Fortunately, the greater fear of not making the most of my short weekend here won over and I brazenly strode out of the hotel this morning - in entirely the wrong direction for the subway and amused the concierge by returning 10 minutes later to ask for the help he had offered when I walked out of the door the first time. Anyway - I needn't have been so worried, the subway has signs in English (apart from the ones telling you that the exit the guidebook had instructed you to use is closed. I now know the Asakusa station intimately - and recommend exit 3 as a useful alternative to exit 1 if trying to visit the Senso-Ji temple) - and, when on the train, each station is announced before you get there - also in English.

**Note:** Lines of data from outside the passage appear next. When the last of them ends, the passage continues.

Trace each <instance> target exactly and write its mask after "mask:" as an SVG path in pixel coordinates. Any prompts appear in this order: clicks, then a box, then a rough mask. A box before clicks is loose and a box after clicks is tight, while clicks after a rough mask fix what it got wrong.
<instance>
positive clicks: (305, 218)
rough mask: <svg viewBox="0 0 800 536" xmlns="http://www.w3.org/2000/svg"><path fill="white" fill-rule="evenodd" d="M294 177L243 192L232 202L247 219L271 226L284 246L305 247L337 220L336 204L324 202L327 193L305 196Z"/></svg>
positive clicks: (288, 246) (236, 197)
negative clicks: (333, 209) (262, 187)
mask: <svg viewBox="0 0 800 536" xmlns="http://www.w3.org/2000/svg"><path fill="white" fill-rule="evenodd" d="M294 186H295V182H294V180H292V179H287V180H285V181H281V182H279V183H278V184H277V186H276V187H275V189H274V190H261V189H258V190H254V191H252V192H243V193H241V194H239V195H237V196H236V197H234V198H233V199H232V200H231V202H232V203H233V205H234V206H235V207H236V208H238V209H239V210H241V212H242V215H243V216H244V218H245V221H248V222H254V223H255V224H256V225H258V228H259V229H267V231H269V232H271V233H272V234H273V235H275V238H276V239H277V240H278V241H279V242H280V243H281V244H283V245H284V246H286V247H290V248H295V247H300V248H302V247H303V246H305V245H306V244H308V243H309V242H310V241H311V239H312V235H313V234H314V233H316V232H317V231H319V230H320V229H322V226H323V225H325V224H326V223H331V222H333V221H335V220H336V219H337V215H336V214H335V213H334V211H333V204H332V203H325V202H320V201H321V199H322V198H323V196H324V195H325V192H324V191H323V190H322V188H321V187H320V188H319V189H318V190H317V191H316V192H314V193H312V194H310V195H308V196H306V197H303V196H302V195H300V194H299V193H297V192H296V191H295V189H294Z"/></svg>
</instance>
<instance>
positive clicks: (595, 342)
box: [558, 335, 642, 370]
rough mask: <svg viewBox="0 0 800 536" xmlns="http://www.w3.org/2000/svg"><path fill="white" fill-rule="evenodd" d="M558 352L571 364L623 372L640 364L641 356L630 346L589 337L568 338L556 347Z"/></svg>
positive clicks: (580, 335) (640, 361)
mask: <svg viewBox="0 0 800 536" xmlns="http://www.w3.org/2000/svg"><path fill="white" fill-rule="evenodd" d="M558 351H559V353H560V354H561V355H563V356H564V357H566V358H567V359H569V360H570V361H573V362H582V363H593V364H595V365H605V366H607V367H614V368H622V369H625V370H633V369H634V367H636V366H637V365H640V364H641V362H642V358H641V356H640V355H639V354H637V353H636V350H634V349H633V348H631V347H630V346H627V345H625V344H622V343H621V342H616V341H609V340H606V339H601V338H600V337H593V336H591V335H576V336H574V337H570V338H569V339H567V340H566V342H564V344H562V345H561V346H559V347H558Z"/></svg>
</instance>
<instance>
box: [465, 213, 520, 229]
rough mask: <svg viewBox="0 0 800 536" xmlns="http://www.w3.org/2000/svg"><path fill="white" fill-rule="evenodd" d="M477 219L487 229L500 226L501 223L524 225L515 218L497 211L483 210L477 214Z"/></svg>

It's actually good fun trying to work out what the Japanese signs mean - at the aforementioned Senso-Ji temple - I whiled away half an hour watching the locals pay some money to shake a tin from which they then pulled a stick with a number on. This number related to a draw containing a slip of paper telling their fortune. A fortune cookie without the calories, if you like. I eventually had a go myself - I apparently had "Regular Fortune: One's fortune are not decided yet." I say 'had' because I then copied what I'd seen the majority of people doing and tied the paper around a bar nearby. I've now read that this has the effect of negating the fortune if you didn't like it (my kind of religion - speaking of which, it's nice to find 'The teachings of Buddha' sitting alongside the Gideons bible in the hotel room). I also joined in with wafting smoke from a cauldron onto myself (it apparently has health-giving properties) - the only change I've noticed so far is that I smell like I've been standing next to a bonfire all day; my jet-lag headache shows no sign of disappearing.
I'm currently sitting in an internet cafe in Shibuya (at the other end of the Ginza line - when I said it was easy to negotiate the transport, I haven't actually had to change subway lines yet!). This area is like Piccadilly circus on acid - overloaded with shops piled on top of one another (literally - this cafe is on the 7th floor), hoards of people, flashing neon signs and piped Japanese pop music. It's mad - but I love it! It's a really good job that my rucksack is packed full to bursting as there's so much kitsch nonsense I would happily bring back to add to the clutter I already have.
Time for me to go back to the hotel for a quick nap before I take on the Lost-in-Translation style bar on the 40th floor (I'm treating myself - my accommodation in Sydney is backpacker-style). Hope I can work out how to use my space-age toilet this time. It took me half an hour of pressing dozens of buttons in a different order only to discover a regular flush handle hidden behind the electronic gizmo. I managed to turn the seat-warmer on though, which heated up the entire bathroom a treat (a useful gadget if you're in Siberian climes; not so great when it's 26 degrees plus outside and the air conditioning only seems to work during the daytime).